Giving hope to persecuted Christians since 1995
Select Page

Pope will meet sharp criticism during visit to Turkey
Scott Rank and Stacy Meichtry

(For the full story, go to Columbus Dispatch) ISTANBUL, Turkey — In the courtyard of the Church of the Holy Spirit here, a bronze statue stands in honor of a Roman Catholic pontiff named Benedict: “The benefactor of all people, irrespective of nationality or religion,” a nearby placard reads.

Apart from the name, the statue bears no resemblance to Pope Benedict XVI, who enraged devout Muslims around the world with his remarks on Islam during a September speech in Germany. The statue was erected, rather, as a tribute to Pope Benedict XV, a renowned peacemaker who failed to stop World War I.

Like his predecessor, however, Benedict finds himself at the center of a potentially epochal clash — an ideological struggle that pits East against West, Muslim against Christian. Starting Tuesday, the pope will make his first trip outside Europe, to Turkey, a predominantly Muslim nation that maintains increasingly fragile relations with the Roman Catholic leader.

Turkish leaders were among the first to decry Benedict’s controversial speech, in which he quoted a Christian medieval ruler describing the teachings of the Muslim Prophet Muhammad as “evil and inhuman” and “spread by the sword.” One of the first stops on Benedict’s Turkish tour will be the country’s Ministry of Religious Affairs to clarify his views on Islam.

More recently, Benedict has made clear that he intends to push for “sincere and frank” relations with Muslim leaders.

At the center of Benedict’s policy, church officials say, lies a desire to see the rights guaranteed to Muslims living in the West extended to Christians living in the Muslim world. Even in Turkey, an officially secular country, strains of religious discrimination are present.
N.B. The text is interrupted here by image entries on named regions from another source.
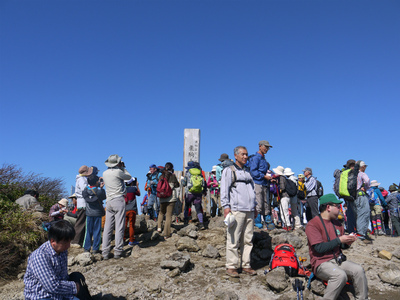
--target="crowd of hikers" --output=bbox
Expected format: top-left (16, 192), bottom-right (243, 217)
top-left (16, 140), bottom-right (400, 299)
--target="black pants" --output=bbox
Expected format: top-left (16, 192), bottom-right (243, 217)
top-left (306, 196), bottom-right (319, 222)
top-left (71, 208), bottom-right (86, 246)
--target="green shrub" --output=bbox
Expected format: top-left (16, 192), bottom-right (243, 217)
top-left (0, 199), bottom-right (46, 278)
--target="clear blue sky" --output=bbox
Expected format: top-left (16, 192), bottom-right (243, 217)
top-left (0, 0), bottom-right (400, 202)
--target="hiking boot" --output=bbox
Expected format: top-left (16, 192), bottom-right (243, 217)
top-left (365, 233), bottom-right (374, 241)
top-left (226, 269), bottom-right (240, 278)
top-left (103, 253), bottom-right (113, 260)
top-left (114, 253), bottom-right (125, 259)
top-left (242, 268), bottom-right (257, 276)
top-left (267, 223), bottom-right (275, 231)
top-left (361, 238), bottom-right (372, 245)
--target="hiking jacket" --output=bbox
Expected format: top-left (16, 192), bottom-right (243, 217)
top-left (215, 159), bottom-right (233, 183)
top-left (160, 170), bottom-right (180, 203)
top-left (371, 186), bottom-right (387, 206)
top-left (15, 194), bottom-right (44, 211)
top-left (221, 164), bottom-right (256, 212)
top-left (248, 152), bottom-right (269, 186)
top-left (82, 186), bottom-right (106, 217)
top-left (49, 203), bottom-right (64, 222)
top-left (75, 174), bottom-right (88, 208)
top-left (207, 173), bottom-right (219, 195)
top-left (386, 191), bottom-right (400, 218)
top-left (103, 167), bottom-right (132, 201)
top-left (147, 171), bottom-right (161, 195)
top-left (279, 175), bottom-right (297, 198)
top-left (304, 175), bottom-right (317, 198)
top-left (181, 168), bottom-right (207, 194)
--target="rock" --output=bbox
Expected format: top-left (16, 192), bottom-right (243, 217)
top-left (378, 263), bottom-right (400, 286)
top-left (150, 231), bottom-right (161, 241)
top-left (392, 248), bottom-right (400, 259)
top-left (175, 236), bottom-right (200, 252)
top-left (168, 268), bottom-right (181, 278)
top-left (75, 252), bottom-right (93, 266)
top-left (160, 252), bottom-right (190, 271)
top-left (271, 233), bottom-right (306, 250)
top-left (311, 279), bottom-right (325, 296)
top-left (202, 244), bottom-right (221, 258)
top-left (214, 290), bottom-right (239, 300)
top-left (146, 220), bottom-right (157, 231)
top-left (378, 250), bottom-right (392, 260)
top-left (258, 248), bottom-right (274, 261)
top-left (178, 224), bottom-right (198, 239)
top-left (135, 215), bottom-right (147, 234)
top-left (68, 255), bottom-right (75, 267)
top-left (130, 247), bottom-right (142, 259)
top-left (265, 268), bottom-right (289, 293)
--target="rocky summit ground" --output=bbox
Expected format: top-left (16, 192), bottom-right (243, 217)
top-left (0, 216), bottom-right (400, 300)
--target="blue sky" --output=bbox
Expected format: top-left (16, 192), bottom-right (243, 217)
top-left (0, 0), bottom-right (400, 203)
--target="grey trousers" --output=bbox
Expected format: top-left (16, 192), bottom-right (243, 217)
top-left (254, 184), bottom-right (271, 216)
top-left (102, 196), bottom-right (125, 257)
top-left (348, 195), bottom-right (371, 236)
top-left (315, 259), bottom-right (368, 300)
“We are forced to face this issue in a more substantial and forceful way,” said Bishop Luigi Padovese, the church’s top prelate in Anatolia, also known as Asia Minor. “It’s a question of survival.” In February, one of Padovese’s priests was gunned down while praying in a parish in Trabzon, a city on the coast of the Black Sea.

Although Benedict is under pressure to make overtures to Turkey’s Muslims, relations with Islam are not the primary focus of his visit. Officially, he is meeting Eastern Orthodox Patriarch Bartholomew I, the ecumenical patriarch of Constantinople, or modernday Istanbul. Bartholomew, whose church predates the founding of Turkey and the Ottoman Empire, is the source of intense public scrutiny in Turkey.

He is regularly accused in the media of trying to establish an Eastern Orthodox enclave in Turkey modeled after Vatican City. Benedict’s main objective will be to lend support to the country’s Christian minorities, including non-Catholics, Padovese said.

The visit also could embolden scores of Turkish Christians to profess their faith more openly. “This is a good chance for us because we can explain our theology,” says Firat Tuncel, a 26-year-old airline worker who converted to Catholicism from Islam.

Tuncel, who converted after studying in Germany three years ago, admits he has not officially declared the change to authorities. His national identification card says he is a Muslim.

“There is strong psychological pressure,” he says. “You can be unemployed for years and be treated as a second-class citizen in society, simply because your official ID has ‘Christian’ written on it.”

While Benedict has kicked off past foreign trips by parading through town in the popemobile and pressing flesh with the faithful at outdoor Masses, he will keep a lower public profile in Turkey. The visit is expected to use security measures that rival those put in place when President Bush visited Turkey for a NATO summit in 2004.

Mehmet Ali Agca, the Turkish gunman who shot Pope John Paul II in St. Peter’s Square in 1981, recently warned Benedict not to make the trip. Agca, who is in prison, told the pope in a statement conveyed to the Associated Press, “As a man who knows these things, I am saying that your life is in danger, don’t come to Turkey.”